Die in den Jahren 1981 bis 1983 erzielten Verluste können deshalb nicht mit der im Juni 1984 eröffneten Modeboutique in Verbindung gesetzt werden. Die im Jahr 1984 in X eröffnete Modeboutique ist isoliert zu betrachten. Demnach sind im Streitfall lediglich die Verluste der Jahre 1984 bis 1988 zu berücksichtigen, mithin ein Zeitraum von fünf Jahren. Hierbei handelt es sich um Anfangsverluste, die steuerlich zu berücksichtigen sind.
Der Bundesfinanzhof hat mit Urteil vom 05.05.1983 (IV R 53/80, NV) den Fall der Anfangsverluste bei dem Betrieb einer Modeboutique entschieden. Er hat dabei ausgeführt, dass der Betrieb einer Modeboutique von vornherein mit einem Erfolgsrisiko behaftet ist, das vor allem in der Unsicherheit besteht, ob es bei der begrenzten Käuferschicht eingeführt werden kann. Es könne daher erhebliche Zeit dauern, bis ein solcher Betrieb nach den erforderlichen Investitionen in die Gewinnzone gelange. Die ernsthafte Möglichkeit, dass ein jahrelang ausschließlich mit Verlust arbeitender Betrieb nicht in der Absicht der Gewinnerzielung geführt wird, ist gegeben, wenn feststeht, dass der Betrieb nach seiner Wesensart und der Art seiner Bewirtschaftung auf die Dauer gesehen nicht nachhaltig mit Gewinn arbeiten kann. Dies setzt allerdings voraus, das der Betrieb aus objektiven Gründen nicht zur Erzielung von Gewinnen geeignet erscheint (BFH-Urteil vom 22.04.1998 IX R 10/97, BStBl II 1998, 663 [BFH 22.04.1998 - XI R 10/97]). Das subjektive Merkmal einer schlechten Betriebsführung hingegen stellt die Geeignetheit eines Betriebes, Gewinne zu erzielen, nicht in Frage.
3.
Bei einem Unternehmen, das den Handel mit Damenmoden zum Gegenstand hat, spricht bereits der Beweis des ersten Anscheins zunächst dafür, dass es in der Absicht der Gewinnermittlung betrieben hat. Unternehmen dieser Art sind nach der Lebenserfahrung nicht typischerweise dazu bestimmt und geeignet, der Befriedigung persönlicher Neigungen des Steuerpflichtigen oder der Erlangung wirtschaftlicher Vorteile außerhalb der Einkommenssphäre zu dienen, zumal wenn, wie hier, der Betrieb noch um mehrere Filialen erweitert wird.

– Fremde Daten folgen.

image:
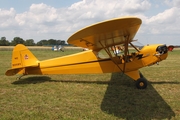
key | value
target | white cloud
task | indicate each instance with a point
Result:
(42, 21)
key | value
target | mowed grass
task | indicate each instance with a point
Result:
(90, 96)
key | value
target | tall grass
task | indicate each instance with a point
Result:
(90, 96)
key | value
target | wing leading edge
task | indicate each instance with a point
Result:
(108, 33)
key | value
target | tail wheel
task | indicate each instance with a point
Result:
(141, 83)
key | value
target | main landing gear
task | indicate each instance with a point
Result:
(141, 83)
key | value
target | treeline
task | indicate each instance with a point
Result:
(30, 42)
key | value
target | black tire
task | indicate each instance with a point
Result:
(141, 83)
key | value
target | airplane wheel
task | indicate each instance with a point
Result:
(141, 83)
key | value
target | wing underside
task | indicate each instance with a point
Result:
(107, 33)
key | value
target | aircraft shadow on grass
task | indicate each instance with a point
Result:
(122, 99)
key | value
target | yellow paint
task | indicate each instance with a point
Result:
(96, 37)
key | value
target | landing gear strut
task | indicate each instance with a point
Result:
(141, 83)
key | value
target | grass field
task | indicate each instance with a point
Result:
(110, 96)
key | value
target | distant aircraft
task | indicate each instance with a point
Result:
(100, 39)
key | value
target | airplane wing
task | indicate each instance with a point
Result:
(107, 33)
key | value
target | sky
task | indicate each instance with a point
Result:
(59, 19)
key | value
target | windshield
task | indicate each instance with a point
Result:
(118, 50)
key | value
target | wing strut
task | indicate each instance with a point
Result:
(126, 52)
(109, 53)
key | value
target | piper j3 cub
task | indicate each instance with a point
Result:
(101, 39)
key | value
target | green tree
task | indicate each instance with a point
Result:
(42, 42)
(17, 40)
(52, 42)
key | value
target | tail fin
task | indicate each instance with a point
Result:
(21, 58)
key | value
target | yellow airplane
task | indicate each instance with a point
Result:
(102, 40)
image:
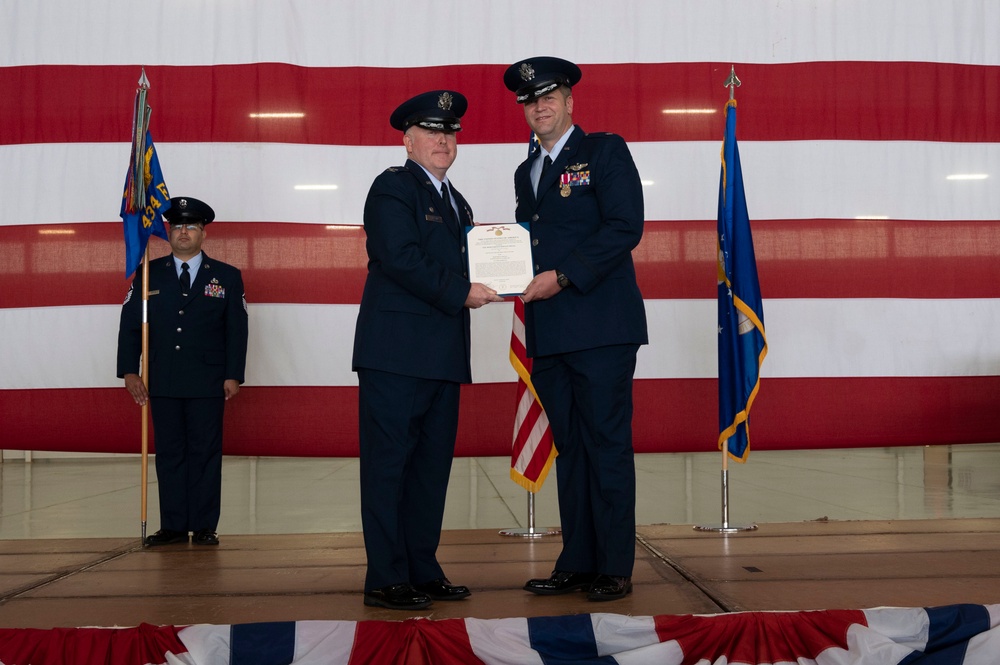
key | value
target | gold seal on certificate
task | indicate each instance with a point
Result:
(500, 257)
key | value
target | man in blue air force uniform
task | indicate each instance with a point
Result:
(197, 358)
(584, 323)
(411, 352)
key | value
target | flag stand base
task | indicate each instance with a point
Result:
(725, 527)
(531, 531)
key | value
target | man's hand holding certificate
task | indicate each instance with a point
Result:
(500, 257)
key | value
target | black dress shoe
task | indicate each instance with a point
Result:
(610, 587)
(205, 537)
(442, 589)
(560, 581)
(397, 597)
(166, 537)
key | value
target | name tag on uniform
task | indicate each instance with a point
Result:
(215, 291)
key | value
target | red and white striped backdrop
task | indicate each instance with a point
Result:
(882, 330)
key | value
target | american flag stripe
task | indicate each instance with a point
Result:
(845, 101)
(532, 451)
(848, 110)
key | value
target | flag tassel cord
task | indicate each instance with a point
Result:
(725, 527)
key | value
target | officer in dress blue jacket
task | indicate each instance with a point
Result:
(411, 352)
(197, 357)
(584, 323)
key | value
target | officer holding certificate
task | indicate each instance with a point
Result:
(584, 323)
(411, 352)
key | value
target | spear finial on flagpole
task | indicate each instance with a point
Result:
(732, 82)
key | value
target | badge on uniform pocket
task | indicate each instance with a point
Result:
(215, 290)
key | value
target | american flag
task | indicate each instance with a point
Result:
(870, 135)
(952, 635)
(533, 450)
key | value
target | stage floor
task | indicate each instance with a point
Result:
(790, 566)
(850, 529)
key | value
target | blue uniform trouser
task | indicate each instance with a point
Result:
(407, 440)
(188, 439)
(587, 396)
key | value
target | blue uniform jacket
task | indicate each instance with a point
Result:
(589, 235)
(413, 320)
(195, 343)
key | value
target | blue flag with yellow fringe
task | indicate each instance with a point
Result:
(742, 340)
(140, 221)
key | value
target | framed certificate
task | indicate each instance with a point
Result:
(500, 257)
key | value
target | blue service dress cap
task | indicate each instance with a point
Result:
(185, 209)
(437, 109)
(530, 79)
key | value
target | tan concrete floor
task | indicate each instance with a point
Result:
(790, 566)
(849, 529)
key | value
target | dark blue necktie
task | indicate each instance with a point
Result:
(447, 201)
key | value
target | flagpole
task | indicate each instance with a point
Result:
(531, 531)
(145, 382)
(725, 527)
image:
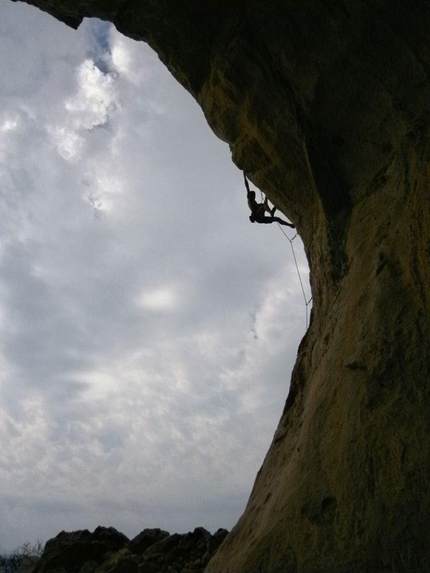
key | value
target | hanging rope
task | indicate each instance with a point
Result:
(307, 301)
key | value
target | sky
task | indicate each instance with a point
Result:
(148, 330)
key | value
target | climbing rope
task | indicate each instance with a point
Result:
(307, 301)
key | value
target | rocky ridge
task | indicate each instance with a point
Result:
(106, 550)
(326, 107)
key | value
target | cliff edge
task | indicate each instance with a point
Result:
(326, 106)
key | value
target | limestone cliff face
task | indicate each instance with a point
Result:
(326, 106)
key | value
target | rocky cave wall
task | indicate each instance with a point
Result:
(325, 105)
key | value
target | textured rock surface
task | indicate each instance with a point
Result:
(108, 551)
(325, 105)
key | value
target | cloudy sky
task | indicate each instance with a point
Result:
(147, 329)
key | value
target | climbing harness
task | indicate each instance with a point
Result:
(307, 301)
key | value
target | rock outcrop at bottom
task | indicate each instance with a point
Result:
(106, 550)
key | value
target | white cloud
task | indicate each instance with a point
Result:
(147, 330)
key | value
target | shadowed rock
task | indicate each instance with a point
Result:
(325, 105)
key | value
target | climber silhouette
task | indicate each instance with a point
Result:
(258, 210)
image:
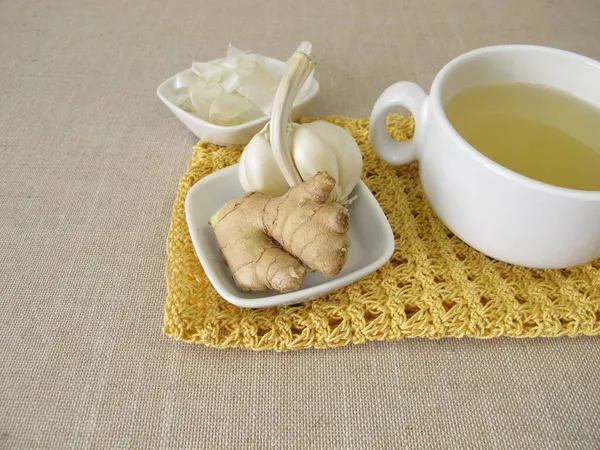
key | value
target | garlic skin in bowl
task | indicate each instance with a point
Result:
(170, 93)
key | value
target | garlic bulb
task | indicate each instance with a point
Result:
(284, 154)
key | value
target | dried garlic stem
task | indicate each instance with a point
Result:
(297, 70)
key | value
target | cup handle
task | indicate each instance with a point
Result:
(410, 96)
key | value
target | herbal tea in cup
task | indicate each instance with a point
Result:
(540, 132)
(508, 144)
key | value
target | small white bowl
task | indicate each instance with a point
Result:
(238, 134)
(371, 242)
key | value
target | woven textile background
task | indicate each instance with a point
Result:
(433, 286)
(90, 162)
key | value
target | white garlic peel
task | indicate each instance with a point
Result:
(284, 154)
(228, 91)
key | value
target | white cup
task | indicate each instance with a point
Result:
(499, 212)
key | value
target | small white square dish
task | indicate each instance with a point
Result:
(371, 242)
(231, 135)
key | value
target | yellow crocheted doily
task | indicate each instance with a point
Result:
(433, 286)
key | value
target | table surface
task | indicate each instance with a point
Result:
(89, 165)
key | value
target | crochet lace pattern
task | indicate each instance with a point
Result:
(433, 286)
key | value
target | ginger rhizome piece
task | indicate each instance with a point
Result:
(267, 241)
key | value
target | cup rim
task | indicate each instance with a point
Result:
(436, 105)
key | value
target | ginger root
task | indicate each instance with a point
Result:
(266, 240)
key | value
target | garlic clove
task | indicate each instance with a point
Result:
(232, 109)
(311, 154)
(346, 151)
(258, 170)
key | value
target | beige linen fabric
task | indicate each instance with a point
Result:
(89, 163)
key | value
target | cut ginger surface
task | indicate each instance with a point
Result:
(268, 242)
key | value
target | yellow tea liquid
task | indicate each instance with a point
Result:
(542, 133)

Im Streitfall war der Betrieb auch objektiv geeignet gewesen, nachhaltig Gewinn zu erzielen. Die Klägerin hat sich vor Eröffnung des Betriebes eine umfangreiche Existenzgründungsberatung eingeholt. Danach war für eine durchschnittliche Rohgewinnspanne von 56 % auszugehen und ein Gewinn nachhaltig zu erzielen. Die Klägerin hat sich insbesondere auch bemüht, in den Folgejahren, aus dem Betrieb der Modeboutique Gewinne zu erzielen. So hat sie insbesondere bereits im Jahre nach Betriebsöffnung, nämlich 1985 zwei weitere Filialen in A und X eröffnet, um die im Hauptgeschäft nicht abgesetzten Waren anderweitig zu veräußern. Sie hat dies allerdings nur mit hohen Verlusten erreichen können. Die Klägerin hat zudem ihr Konzept geändert, nach dem die Straße in X in den Jahren 1986 - 1987 durch verkehrsberuhigte Maßnahmen abgehängt wurde. Sie hat im Jahr 1988 an geeigneterer Stelle ein neues Ladengeschäft eröffnet und versucht, somit die Gewinne zu steigern. Dass ihr dies tatsächlich nicht gelungen ist, vermag die objektive Geeignetheit des Geschäftes, Gewinne zu erzielen, nicht zu erschüttern. Zumindest für eine Anlaufphase sind daher der Klägerin die Verluste steuerlich zuzurechnen.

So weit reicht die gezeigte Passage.